Someone call the French and let them know we actually do need them again.

[–] hglman@lemmy.ml 1 points 10 months ago (1 children)

It must be a proportional system. No other system produces viable 3rd parties.

[–] banneryear1868@lemmy.world 2 points 10 months ago (1 children)

No other system produces viable 3rd parties.

American's lack of knowledge about Canada never ceases to amaze me.

[–] hglman@lemmy.ml 1 points 10 months ago (1 children)

Canada has effectively the same system as the UK, both being based on fptp, are you suggesting that fptp is fine in a preliminary system?

[–] banneryear1868@lemmy.world 2 points 10 months ago (1 children)

I've campaigned for an NDP candidate who was against fptp as many of us are, even our current PM ran on replacing fptp which never happened of course... however we have more than 2 "viable" parties despite not having proportional representation.
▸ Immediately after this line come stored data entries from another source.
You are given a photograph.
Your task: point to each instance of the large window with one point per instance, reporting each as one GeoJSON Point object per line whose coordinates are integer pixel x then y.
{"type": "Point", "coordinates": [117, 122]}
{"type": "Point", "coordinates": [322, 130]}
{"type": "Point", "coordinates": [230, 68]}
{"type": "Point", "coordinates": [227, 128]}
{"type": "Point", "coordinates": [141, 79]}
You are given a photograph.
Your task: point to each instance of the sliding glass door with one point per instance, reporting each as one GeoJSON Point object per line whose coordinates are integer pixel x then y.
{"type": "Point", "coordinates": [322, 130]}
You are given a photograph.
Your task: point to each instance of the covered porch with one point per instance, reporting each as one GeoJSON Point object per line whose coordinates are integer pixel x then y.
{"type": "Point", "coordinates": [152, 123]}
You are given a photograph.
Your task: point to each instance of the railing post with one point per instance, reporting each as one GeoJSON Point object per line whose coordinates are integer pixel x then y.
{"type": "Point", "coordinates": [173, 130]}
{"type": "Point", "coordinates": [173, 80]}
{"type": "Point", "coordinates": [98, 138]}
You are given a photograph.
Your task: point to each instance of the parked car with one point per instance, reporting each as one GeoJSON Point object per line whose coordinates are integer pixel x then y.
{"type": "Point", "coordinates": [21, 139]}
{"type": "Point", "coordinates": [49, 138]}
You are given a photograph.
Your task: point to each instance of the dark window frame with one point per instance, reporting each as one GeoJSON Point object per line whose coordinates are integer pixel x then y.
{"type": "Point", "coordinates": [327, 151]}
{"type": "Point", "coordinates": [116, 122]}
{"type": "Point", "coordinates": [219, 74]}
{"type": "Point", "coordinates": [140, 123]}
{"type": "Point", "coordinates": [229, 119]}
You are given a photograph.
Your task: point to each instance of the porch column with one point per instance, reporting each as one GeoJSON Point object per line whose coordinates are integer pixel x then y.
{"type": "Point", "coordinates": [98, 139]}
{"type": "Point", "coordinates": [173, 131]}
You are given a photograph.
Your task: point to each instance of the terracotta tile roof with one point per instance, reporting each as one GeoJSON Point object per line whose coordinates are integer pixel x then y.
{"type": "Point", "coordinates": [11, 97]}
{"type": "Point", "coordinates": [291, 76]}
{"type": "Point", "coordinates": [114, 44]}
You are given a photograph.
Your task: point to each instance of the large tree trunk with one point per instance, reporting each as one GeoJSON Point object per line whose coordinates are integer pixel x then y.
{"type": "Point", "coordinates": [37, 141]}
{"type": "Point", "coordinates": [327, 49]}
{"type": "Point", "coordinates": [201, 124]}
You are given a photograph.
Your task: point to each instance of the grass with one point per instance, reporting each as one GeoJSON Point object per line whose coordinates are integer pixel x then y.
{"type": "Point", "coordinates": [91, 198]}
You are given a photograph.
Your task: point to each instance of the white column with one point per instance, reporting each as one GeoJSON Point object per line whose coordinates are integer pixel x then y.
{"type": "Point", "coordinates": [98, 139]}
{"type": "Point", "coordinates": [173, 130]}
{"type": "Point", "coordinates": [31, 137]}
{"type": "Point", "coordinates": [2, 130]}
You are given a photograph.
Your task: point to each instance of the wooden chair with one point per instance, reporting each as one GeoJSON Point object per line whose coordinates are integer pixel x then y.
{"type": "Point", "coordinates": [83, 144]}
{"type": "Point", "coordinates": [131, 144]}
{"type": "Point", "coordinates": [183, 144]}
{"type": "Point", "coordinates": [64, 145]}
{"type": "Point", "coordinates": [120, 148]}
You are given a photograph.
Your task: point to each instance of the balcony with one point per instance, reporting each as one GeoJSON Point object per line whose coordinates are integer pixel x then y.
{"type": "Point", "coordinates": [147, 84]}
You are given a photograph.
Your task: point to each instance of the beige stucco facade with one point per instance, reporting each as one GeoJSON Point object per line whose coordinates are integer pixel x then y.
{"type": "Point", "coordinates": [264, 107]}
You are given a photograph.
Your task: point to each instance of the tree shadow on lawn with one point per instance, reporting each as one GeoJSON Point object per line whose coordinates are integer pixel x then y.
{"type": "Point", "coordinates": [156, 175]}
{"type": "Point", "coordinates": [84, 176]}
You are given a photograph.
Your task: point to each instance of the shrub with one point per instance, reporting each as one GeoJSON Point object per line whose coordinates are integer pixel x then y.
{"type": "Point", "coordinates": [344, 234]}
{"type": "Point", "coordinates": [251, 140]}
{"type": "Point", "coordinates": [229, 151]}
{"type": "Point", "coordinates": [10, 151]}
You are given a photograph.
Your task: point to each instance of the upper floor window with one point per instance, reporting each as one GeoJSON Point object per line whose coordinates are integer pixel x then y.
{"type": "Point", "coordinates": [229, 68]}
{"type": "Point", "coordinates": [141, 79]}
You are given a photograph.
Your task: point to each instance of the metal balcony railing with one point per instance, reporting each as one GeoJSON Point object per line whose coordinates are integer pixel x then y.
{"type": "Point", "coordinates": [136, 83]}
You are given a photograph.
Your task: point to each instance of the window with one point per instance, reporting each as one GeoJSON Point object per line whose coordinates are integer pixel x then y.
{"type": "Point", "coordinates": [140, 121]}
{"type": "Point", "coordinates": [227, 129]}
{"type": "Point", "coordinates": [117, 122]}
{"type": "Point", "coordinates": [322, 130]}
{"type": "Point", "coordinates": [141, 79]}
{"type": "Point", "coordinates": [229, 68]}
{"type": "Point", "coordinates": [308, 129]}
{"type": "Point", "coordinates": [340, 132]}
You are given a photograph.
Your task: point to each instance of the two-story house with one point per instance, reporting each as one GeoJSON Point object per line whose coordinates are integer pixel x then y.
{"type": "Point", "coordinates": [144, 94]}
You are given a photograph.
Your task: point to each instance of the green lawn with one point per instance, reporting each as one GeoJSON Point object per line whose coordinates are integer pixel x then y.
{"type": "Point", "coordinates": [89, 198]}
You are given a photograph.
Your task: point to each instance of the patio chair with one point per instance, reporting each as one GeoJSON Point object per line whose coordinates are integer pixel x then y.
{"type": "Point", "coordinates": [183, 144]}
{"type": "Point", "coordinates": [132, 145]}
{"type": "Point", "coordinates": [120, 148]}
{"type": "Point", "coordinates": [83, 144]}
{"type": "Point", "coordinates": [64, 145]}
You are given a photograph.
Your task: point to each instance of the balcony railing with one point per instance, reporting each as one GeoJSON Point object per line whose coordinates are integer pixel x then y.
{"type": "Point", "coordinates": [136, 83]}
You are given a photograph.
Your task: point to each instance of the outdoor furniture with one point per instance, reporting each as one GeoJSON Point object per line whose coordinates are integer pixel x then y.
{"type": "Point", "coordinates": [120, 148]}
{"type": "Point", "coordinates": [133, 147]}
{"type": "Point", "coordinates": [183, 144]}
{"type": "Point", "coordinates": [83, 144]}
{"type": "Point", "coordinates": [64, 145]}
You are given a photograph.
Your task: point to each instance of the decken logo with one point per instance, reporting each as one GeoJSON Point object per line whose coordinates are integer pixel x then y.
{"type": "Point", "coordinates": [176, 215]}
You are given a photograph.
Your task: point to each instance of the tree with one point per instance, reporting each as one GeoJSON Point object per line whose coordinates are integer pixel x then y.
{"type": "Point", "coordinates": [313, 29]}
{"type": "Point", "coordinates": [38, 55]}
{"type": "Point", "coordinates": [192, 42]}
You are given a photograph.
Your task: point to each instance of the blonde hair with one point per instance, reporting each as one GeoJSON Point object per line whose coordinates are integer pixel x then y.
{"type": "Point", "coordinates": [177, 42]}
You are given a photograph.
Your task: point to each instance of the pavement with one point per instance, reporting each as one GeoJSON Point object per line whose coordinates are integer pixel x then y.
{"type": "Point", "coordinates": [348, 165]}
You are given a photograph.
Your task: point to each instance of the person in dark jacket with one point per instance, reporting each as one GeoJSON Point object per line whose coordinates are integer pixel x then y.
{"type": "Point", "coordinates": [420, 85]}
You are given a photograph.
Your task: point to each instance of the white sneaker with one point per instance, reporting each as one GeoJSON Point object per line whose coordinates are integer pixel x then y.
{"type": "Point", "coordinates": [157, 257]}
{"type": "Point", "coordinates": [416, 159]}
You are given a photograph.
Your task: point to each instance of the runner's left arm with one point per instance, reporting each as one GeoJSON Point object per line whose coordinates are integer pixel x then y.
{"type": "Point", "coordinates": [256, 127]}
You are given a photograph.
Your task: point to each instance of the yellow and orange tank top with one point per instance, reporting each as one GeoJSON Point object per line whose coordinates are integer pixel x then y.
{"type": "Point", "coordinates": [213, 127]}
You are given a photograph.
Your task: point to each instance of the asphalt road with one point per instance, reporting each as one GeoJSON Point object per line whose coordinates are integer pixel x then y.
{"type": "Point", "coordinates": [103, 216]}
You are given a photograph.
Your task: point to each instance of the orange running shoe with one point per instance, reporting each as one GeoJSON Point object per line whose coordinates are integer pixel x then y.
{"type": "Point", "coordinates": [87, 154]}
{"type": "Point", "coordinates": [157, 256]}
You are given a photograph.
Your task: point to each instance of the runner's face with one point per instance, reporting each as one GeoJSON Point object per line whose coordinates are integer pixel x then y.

You can apply definitions to "viable" at your will but they have won provinces quite recently and have many seats in federal and provincial government.

[–] hglman@lemmy.ml 2 points 10 months ago

I looked over and the trend is away from two parties as well.

[–] Rivalarrival@lemmy.today 1 points 10 months ago (1 children)

Americans are perfectly capable of manufacturing guillotines domestically.

[–] Kalkaline@leminal.space 1 points 10 months ago

Yeah, but the French guillotines have that certain je ne said quoi.